In his All Our Yesterdays presentation at An Event Apart in Boston, MA 2011 Jeremy Keith outlined the problem of digital preservation on the Web and provided some strategies for taking a long term view of our Web pages. Here are my notes from his talk:
- Our concept of time on the Web is accelerated. Things move very quickly. There’s lots of excitement about the real time Web and we can do a lot with instant connections. But it also helps to think about the Web in longer terms. Things that last years and even decades.
- Flow is the feed: the stream of updates that reminds you that you exist. Stock is the durable stuff that stays around and continues to come up in search. The flow can be a beautiful source to the stock of content on the Web.
- Millennial seed project is creating a thousand year seed bank that allows us to re-grow plants if needed. Storing nuclear waste is a very long-term project. Once you are considering keeping things safe for thousands of years you need to move beyond language to communicate.
- The Long Now foundation was created by Brian Eno and Stuart Brand and creates projects that encourage people to think very long term. One such project is the long-now clock engineered to run for ten thousand years.
- The Voyager spacecraft is the furthest man-made object in the universe. There’s a chance it could be found by another civilization. The Voyager record was designed as an album that conveyed information about planet Earth. It was an analog device. Digital is harder for long-term storage.
Digital is Harder
- Digital makes it easier and cheaper to make non-destructive copies. On top of the Internet we have the Web (HTML +URI +HTTP) which is small pieces loosely joined.

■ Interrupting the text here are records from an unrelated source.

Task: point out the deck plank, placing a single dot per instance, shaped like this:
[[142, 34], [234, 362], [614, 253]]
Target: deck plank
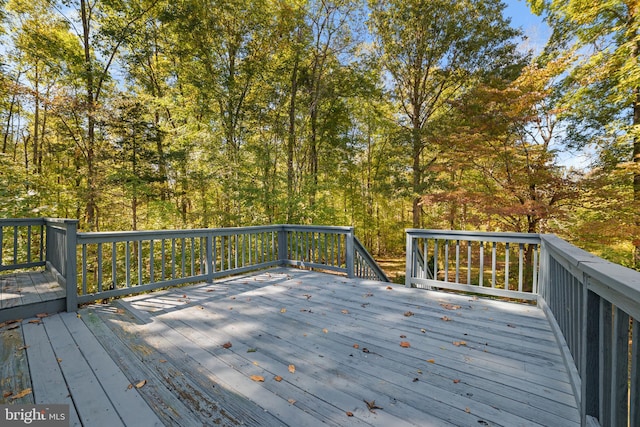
[[49, 386], [92, 403]]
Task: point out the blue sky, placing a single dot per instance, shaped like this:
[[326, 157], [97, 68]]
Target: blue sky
[[533, 26]]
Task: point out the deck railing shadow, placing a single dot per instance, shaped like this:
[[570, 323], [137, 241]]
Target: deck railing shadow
[[593, 305]]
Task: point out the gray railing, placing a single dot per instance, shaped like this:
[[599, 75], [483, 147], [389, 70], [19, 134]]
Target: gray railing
[[112, 264], [592, 305], [498, 264]]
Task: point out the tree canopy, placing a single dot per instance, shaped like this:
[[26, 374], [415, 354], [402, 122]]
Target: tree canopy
[[382, 115]]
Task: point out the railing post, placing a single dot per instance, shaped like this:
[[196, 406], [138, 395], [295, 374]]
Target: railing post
[[590, 375], [70, 273], [283, 253], [409, 261], [208, 269], [350, 262]]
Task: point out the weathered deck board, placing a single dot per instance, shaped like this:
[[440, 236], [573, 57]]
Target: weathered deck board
[[470, 362]]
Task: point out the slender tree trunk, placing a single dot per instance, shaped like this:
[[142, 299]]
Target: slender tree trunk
[[291, 140]]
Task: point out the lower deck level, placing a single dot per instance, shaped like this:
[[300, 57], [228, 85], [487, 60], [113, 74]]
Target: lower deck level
[[293, 347]]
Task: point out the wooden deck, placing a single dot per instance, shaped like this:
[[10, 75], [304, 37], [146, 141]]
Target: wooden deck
[[26, 293], [293, 347]]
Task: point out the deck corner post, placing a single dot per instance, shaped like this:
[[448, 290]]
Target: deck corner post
[[70, 273], [283, 253], [409, 261], [209, 257], [590, 364], [350, 256]]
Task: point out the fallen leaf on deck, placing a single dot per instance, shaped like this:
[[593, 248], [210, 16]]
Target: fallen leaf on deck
[[372, 405], [23, 393]]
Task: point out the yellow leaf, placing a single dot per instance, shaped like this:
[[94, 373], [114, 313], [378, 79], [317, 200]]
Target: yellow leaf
[[23, 393]]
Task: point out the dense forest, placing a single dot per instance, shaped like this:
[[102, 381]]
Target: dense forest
[[146, 114]]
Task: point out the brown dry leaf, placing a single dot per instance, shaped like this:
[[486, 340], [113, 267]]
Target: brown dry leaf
[[372, 405], [23, 393]]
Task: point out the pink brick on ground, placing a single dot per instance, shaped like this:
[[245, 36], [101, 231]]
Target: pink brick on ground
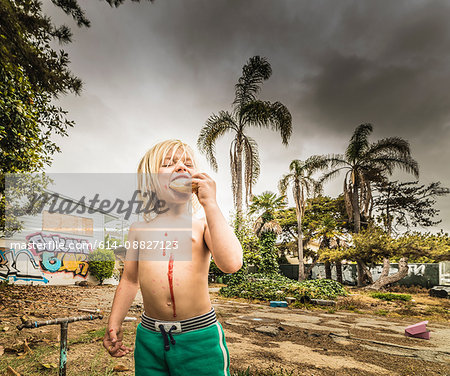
[[424, 335], [420, 327]]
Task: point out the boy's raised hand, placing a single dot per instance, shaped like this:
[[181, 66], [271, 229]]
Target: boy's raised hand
[[205, 188], [112, 341]]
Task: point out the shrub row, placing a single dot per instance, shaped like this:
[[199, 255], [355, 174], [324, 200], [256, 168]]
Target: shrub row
[[277, 287]]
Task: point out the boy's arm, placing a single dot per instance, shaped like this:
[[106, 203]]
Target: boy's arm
[[221, 240], [123, 298]]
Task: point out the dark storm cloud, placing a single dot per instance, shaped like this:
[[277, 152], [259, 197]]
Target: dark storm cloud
[[335, 64]]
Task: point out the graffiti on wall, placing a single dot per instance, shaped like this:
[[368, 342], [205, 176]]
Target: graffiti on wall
[[61, 254], [20, 265], [44, 254]]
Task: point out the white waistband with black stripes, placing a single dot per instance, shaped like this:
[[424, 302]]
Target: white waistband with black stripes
[[194, 323]]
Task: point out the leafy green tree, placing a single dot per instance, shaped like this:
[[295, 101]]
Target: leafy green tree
[[243, 228], [303, 186], [326, 221], [374, 244], [267, 228], [407, 204], [101, 263], [247, 111], [404, 204], [365, 163], [32, 75]]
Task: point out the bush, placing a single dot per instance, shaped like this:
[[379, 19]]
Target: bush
[[389, 296], [101, 264], [277, 287]]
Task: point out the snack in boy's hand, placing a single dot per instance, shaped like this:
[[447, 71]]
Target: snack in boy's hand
[[183, 185]]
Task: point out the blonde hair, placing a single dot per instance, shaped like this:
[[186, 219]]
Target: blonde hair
[[148, 169]]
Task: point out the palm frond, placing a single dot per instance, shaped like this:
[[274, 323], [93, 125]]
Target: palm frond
[[265, 114], [359, 142], [271, 226], [216, 126], [284, 183], [334, 160], [330, 175], [255, 71], [316, 163], [396, 145], [405, 163]]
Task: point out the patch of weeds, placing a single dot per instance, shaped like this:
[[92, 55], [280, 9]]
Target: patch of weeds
[[408, 289], [351, 303], [29, 364], [388, 296], [269, 372], [97, 363]]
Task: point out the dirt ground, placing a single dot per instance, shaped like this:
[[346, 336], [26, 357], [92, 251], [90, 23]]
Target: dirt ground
[[360, 336]]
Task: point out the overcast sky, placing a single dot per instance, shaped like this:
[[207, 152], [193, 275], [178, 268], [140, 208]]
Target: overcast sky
[[154, 71]]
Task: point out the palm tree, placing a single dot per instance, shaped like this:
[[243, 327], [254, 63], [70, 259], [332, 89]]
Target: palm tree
[[266, 227], [364, 164], [247, 111], [303, 186]]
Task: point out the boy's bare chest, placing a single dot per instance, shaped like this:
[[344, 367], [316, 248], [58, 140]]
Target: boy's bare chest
[[159, 242]]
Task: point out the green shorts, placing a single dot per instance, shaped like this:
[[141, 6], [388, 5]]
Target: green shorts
[[199, 352]]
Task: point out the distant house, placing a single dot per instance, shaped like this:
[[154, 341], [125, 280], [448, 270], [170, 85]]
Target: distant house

- There’s a common belief that things that get put online always stay there. But “the Internet never forgets” is simply not true. The Internet forgets all the time. Intuitively we don’t think there is a problem. But if we are trying to tell stories and leave a legacy online it’s a real problem.
- We’re building on sand on the Internet. URLs are pretty ephemeral. Jeremy made a bet on long-bets.org that the URL of his bet would not be around in 11 years.
- One of the major problems with URLs is that we don’t own them. We give our stories to companies, start-ups, and other organizations. Many of these get bought up or shutdown. The content goes away.
- Yahoo! Recently shut down Geocities. Though the content was ugly, it was a reflection of our past –our history on the Web.
- Reasons for taking content down are: bandwidth costs are high or no one is viewing the content. But these two views are mutually exclusive. If no one is viewing it how can it be too expensive to maintain?
- Pownce shut down when it was acquired and removed all its content. Magnolia suffered an outage and lost all its data. There are many examples of sites removing data and URLs.
- One option is we can host a canonical copy of your content and ping out to other services. We can host our own content but it’s hard. Self-hosting is still the domain of geeks.
- You don’t own domain names. You rent them. So there is no guarantee they will be around.
- De-centralization has allowed the Web to expand. But there is one central authority in the system: I-CANN.
- A better way of thinking about your URL might be the IP address instead of the domain name.
- Even if you host yourself, you need to figure out what formats to use. This is a hard question. Stone and paper have proven to be more resilient than CDs and Laserdiscs.
- Text content is more durable because it is simpler. You can more easily recover a text file. They are readable by humans and machines.
- Binary data like images, audio, and video are readable by machines but not easily read by humans. They are inherently harder to archive and recover.
- Text formats have a longer life than binary formats.
- Binary files need to be decoded. In order to be decoded they need instructions on how to be decoded. This all needs to be preserved.
- PLANTS project is designed to preserve formats and how to decode them. A location in the mountains stores instructions on how to decode instructions in many different formats including HTML.
- Likely HTML will be the best archival format. It has proved to be pretty durable. While it’s kind of messy, it is mostly good enough.
- HTML5 is designed to preserve our information long-term. 10 years from now HTML will still be around. It’s not the best format, but it is the right format.
- The problem of locking down HTML prevents it from being copied and thereby being preserved.
- Copyright was set up to protect publishers for 14 years. Then later extended to 28 years. Both of these were renewable. In 1976 the US copyright act changed it to the life of the author plus 50 years. In 1988 it became to life plus 70 years.
- Anytime Mickey Mouse is in danger of following into the public domain, copyright law is extended. If your content came after Steamboat Willy, you can have copyright forever.
- When you combine restrictive formats with copyright, that’s the worst thing for long-term preservation. Set your content free. Copies will keep your content around longer.
- Hosting yourself helps keep your content around. Using open formats especially HTML can keep your content around. Non-restrictive licenses like creative commons will keep your content around.
- Preserving our culture requires holding on the little things that define our history. It’s not a technical problem to preserve our culture and our story. But we need people to want to do so.